Using IPA on the compile step only
IPA can still perform transformations if you do not specify IPA on the link step. Using IPA on the compile step initiates optimizations that can improve performance for an individual object file even if you do not link the object file using IPA. The primary focus of IPA is link-step optimization, but using IPA only on the compile-step can still be beneficial to your application without incurring the costs of link-time IPA.
Figure 3. IPA at the compile step
IPA Levels and other IPA suboptions
You can control many IPA optimization functions using the -qipa option and suboptions. The most important part of the IPA optimization process is the level at which IPA optimization occurs. Default compilation does not invoke IPA. If you specify -qipa without a level, or specify -O4, IPA optimizations are at level one. If you specify -O5, IPA optimizations are at level two.
Table 5. The levels of IPA
- Automatically recognizes standard library functions
- Localizes statically bound variables and procedures
- Organizes and partitions your code according to call affinity, expanding the scope of the -O2 and -O3 low-level compilation unit optimizer
- Lowers compilation time in comparison to higher levels, though limits analysis
- Level 0 optimizations
- Performs procedure inlining across compilation units
- Organizes and partitions static data according to reference affinity
- Level 0 and level 1 optimizations
- Performs whole program alias analysis which removes ambiguity between pointer references and calls, while refining call side effect information
- Propagates interprocedural constants
- Eliminates dead code
- Performs pointer analysis
- Performs procedure cloning
- Optimizes intraprocedural operations, using specifically:
- Value numbering
- Code propagation and simplification
- Code motion, into conditions and out of loops
- Redundancy elimination techniques
IPA includes many suboptions that can help you guide IPA to perform optimizations important to the particular characteristics of your application. Among the most relevant to providing information on your application are:
lowfreq which allows you to specify a list of procedures that are likely to be called infrequently during the course of a typical program run. Performance can increase because optimization transformations will not focus on these procedures.

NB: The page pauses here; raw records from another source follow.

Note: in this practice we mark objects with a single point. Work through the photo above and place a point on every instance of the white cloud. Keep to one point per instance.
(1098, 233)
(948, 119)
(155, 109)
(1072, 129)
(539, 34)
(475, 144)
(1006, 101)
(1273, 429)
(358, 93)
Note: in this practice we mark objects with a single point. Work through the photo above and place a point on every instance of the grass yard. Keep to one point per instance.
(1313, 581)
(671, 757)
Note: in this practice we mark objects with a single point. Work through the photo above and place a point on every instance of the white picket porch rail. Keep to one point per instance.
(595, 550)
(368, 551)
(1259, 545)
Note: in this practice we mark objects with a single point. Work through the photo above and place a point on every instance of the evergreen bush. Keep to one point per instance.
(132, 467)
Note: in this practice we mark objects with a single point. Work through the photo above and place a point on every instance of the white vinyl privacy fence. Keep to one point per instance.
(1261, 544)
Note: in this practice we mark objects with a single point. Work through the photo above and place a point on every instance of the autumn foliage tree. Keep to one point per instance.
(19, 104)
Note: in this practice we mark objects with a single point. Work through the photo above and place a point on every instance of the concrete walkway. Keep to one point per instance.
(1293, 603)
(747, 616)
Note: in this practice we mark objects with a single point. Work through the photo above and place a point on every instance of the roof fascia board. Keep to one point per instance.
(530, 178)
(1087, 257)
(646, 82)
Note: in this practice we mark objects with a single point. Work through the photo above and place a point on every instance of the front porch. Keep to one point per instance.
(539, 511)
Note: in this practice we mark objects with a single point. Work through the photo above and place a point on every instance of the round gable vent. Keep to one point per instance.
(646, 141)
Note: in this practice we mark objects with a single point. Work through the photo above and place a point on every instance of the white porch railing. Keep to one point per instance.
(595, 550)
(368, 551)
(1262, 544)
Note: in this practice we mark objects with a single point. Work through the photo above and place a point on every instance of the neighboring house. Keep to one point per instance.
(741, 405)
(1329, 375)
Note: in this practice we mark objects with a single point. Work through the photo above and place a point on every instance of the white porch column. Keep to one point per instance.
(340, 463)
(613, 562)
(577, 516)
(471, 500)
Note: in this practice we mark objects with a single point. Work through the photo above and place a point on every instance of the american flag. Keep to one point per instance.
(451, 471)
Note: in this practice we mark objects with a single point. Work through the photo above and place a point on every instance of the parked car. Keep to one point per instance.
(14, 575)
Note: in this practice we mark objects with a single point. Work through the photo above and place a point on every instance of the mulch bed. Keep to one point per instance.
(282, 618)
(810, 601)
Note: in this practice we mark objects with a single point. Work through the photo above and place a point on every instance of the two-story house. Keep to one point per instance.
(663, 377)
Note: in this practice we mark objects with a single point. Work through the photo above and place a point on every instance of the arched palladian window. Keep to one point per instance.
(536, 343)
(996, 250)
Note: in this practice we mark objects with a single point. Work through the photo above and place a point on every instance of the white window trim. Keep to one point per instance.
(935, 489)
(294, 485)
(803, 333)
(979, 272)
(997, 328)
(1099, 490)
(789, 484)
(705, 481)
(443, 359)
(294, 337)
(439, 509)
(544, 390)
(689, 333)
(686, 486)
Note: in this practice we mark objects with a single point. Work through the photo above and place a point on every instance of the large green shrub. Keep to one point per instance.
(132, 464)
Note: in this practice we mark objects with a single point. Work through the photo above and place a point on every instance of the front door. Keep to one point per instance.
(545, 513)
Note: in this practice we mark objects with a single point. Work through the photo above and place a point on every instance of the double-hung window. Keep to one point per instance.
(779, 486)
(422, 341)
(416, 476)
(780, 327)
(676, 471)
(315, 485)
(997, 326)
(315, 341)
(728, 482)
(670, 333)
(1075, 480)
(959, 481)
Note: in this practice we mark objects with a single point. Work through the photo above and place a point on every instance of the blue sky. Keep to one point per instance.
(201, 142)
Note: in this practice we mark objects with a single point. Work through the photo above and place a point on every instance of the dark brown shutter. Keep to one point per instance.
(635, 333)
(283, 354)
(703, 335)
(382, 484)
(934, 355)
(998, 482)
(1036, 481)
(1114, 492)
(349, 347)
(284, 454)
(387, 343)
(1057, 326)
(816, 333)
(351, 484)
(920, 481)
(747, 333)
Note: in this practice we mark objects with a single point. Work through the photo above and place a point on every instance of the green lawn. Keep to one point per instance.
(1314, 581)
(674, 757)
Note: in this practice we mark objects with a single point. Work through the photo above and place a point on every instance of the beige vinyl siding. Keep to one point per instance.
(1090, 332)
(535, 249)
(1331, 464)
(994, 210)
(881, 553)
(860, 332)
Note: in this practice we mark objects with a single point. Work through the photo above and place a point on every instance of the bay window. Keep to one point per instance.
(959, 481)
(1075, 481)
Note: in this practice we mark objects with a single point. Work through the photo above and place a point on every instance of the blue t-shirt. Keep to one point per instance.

partition which allows you to specify the size of the regions within the program to analyze. Larger partitions contain more procedures, which result in better interprocedural analysis but require more storage to optimize.
threads which allows you to specify the number of parallel threads available to IPA optimizations. This can provide an increase in compilation-time performance on multi-processor systems.
clonearch which allows you to instruct the compiler to generate duplicate subprograms with each tuned to a particular architecture.
Using IPA across the XL compiler family
The XL compiler family shares optimization technology. Object files you create using IPA on the compile step with the XL C, C++, and Fortran compilers can undergo IPA analysis during the link step. Where program analysis shows that objects were built with compatible options, such as -qnostrict, IPA can perform transformations such as inlining C functions into Fortran code, or propagating C++ constant data into C function calls.